County: Monmouthshire
Community: Llanfoist Fawr (Llan-ffwyst Fawr)
Community: Llanfoist Fawr
Locality: Cwm Llanelen
Traditional County: Monmouthshire
Tagged with: Farmhouse
c1590 regional farmhouse given a fine early C17 enlargement. Recently renovated. Said to have medieval monastic associations but surviving fabric is no earlier than sub-medieval.
Whitewashed rubble farmhouse wth slate roofs and stone end chimney stacks; renewed leaded casement glazing. The earlier part is uphill with 3-windows to the present, east facing, front and an added gabled porch. The impressive later phase is a tall 2-storey and attic block with a massive stair projection and a pair of diagonally set chimney stacks to the downhill gable end; renewed 4-light windows to the principal rooms. Blocked doorway.

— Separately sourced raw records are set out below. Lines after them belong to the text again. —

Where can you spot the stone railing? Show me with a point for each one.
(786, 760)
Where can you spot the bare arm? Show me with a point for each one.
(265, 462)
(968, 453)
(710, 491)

The best-preserved part of the house is the C17 addition which fits into what Fox and Raglan describe as the 'Reserved Chamfer Phase'. Fine stone fireplace to former hall with stop-chamfered jambs and split lintel; another fireplace retains the adjacent spice cupboard. Sunk-chamfered and Wern Hir stopped ceiling beams and, unusually, diagonally set cross beams to former cross passage; screens partition now removed. The staircase tower contains an imposing square stairwell with stone flights up to the Great Chamber and down to the cellar; the existence of a stone staircase would seem to place the enlargement earlier in the C17 rather than later when oak staircases were more usual in houses of this type. The stair tower has a deeply splayed recess to former window and another deeply splayed lancet at the base, now lighting a bathroom. A secondary staircase leads up from the Great Chamber to the attic. The finest surviving features of the interior are the surviving ornate doorheads with ogee and double roll-mouldings; one of these is to the Great Chamber but the other is unusually in the attic and apparently in-situ. The C17 roof is of 3-bays with pegged A-frame trusses with tenoned collars and two tiers of trenched purlins; one attic window has a reeded surround to splay. The early part has upper-cruck trusses but is otherwise largely altered.
Listed as a fine example of a sub-medieval regional house.